Cruise ship operators are also suffering. Luminous Cruising Co. of Japan filed for creditor protection at the beginning of March. It was already experiencing financial difficulties due to rising fuel prices and disruptions caused by recent earthquakes and typhoons in western Japan, however, it cited recent customer cancellations linked to the recent COVID-19 outbreak on the Diamond Princess as the main cause of its insolvency.

The virus is likely to spread to other sectors. Weakened Chinese imports caused by the coronavirus are having a domino effect on supply chains, exposing various businesses to the greater risk that their counterparties will either try to avoid their contractual obligations or simply default. Companies with already high levels of debt are finding existing credit lines withdrawn the moment they need to pay suppliers, while simultaneously not receiving customer payments. US diabetes device company Valeritas Holdings Inc. filed for Chapter 11 bankruptcy in Delaware in February this year after their pre-existing supply chain problems worsened with the work stoppages in China, stating that the uncertainty regarding when rural employees would return to work caused production capability issues. Compared to other regions, Asia-Pacific faces the highest increase in insolvencies due to its close ties to China. Japan particularly, with its dominant position in the ICT sector, is estimated to be facing a 5% rise in insolvencies this year, according to Atradius Economic Research (March 2020). Nevertheless, the number of European businesses becoming insolvent is predicted to increase by 2.1% this year.

What does this mean for Maltese businesses?

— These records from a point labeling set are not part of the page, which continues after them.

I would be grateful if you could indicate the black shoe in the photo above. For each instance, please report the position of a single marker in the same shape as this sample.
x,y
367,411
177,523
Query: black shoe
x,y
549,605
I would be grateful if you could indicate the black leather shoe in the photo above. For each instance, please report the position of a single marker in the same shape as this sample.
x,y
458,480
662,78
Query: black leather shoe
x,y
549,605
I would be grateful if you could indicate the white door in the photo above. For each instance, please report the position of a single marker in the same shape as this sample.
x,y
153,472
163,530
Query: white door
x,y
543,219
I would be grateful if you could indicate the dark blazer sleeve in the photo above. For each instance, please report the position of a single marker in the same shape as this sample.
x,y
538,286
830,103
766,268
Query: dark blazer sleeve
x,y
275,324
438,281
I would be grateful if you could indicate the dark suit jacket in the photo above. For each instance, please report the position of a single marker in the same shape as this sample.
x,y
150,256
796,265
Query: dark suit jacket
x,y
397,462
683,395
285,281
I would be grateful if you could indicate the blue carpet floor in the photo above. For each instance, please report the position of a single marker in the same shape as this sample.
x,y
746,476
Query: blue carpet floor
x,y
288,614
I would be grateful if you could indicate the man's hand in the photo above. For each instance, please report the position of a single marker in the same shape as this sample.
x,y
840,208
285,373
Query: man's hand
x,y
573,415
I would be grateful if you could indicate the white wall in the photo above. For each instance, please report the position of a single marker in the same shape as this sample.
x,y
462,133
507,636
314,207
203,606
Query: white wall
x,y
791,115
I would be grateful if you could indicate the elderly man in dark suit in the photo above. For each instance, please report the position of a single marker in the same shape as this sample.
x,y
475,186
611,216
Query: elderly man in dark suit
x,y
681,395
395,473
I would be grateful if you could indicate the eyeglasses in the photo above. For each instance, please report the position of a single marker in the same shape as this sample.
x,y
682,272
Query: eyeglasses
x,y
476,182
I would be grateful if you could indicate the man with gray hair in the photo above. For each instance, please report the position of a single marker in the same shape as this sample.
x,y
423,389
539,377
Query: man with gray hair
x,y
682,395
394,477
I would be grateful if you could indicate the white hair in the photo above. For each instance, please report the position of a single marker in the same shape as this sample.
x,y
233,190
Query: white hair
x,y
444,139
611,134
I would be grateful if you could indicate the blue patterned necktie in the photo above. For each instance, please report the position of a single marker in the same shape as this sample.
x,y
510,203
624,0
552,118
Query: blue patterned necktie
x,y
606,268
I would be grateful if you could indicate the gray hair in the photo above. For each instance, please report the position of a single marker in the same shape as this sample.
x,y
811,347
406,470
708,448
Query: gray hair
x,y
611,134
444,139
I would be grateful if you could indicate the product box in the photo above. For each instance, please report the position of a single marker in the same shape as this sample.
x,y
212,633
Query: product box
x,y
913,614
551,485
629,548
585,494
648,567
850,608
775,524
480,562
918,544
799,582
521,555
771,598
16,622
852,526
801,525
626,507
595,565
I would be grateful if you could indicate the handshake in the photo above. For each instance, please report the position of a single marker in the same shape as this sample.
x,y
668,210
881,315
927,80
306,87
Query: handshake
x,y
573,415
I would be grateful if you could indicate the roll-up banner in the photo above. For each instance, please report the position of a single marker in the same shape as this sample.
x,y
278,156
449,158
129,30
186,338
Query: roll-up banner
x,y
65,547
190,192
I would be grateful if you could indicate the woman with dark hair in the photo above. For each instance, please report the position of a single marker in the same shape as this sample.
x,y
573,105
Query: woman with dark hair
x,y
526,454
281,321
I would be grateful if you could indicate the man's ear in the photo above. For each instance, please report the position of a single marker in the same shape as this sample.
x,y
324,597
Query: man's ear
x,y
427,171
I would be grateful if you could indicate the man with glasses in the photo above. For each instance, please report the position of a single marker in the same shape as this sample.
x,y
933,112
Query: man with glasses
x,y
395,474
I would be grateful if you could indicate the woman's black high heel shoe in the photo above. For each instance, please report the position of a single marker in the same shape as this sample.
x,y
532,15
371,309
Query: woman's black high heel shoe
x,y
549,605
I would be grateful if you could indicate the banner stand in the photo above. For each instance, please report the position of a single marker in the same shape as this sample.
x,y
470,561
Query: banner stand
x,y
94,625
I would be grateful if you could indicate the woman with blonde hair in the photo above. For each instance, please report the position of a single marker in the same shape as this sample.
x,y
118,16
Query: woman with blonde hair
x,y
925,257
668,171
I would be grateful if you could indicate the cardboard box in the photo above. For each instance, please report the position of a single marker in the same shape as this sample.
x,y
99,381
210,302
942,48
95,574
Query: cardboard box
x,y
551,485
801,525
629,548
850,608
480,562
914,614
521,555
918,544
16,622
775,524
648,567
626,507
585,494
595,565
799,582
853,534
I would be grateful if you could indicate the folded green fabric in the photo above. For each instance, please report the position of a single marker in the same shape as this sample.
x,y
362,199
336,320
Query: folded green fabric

For as long as the coronavirus continues to affect local businesses, company directors should refrain from (figuratively) washing their hands of their corporate responsibilities, and must instead take steps to actively monitor and manage potential insolvency risks, whether their own or of business stakeholders. Naturally, different considerations apply to different industries. However, at a minimum, this would involve:

  • reviewing contracts to consider whether insolvency constitutes an ‘event of default’, and any remedy provisions;
  • monitoring the financial position of business counterparties, including whether winding-up applications have been filed in court and whether any executive or precautionary warrants have been issued against them;
  • reviewing the financial position of the company with financial and legal advisors for early detection of cash-flow or balance-sheet insolvency and an opportunity for timely financial restructuring;
  • seeking advice on directors’ duties when there is a risk of insolvency, and ensuring that good corporate governance subsists notwithstanding economic difficulties;
  • considering strategies to preserve and augment the asset base of the company;
  • considering the status of employees and the effects of any default in the payment of their wages;
  • in the case of multinational companies or companies with cross-border business arrangements or assets outside of Malta, assessing cross-border insolvency risks, requiring Maltese law and foreign law advice.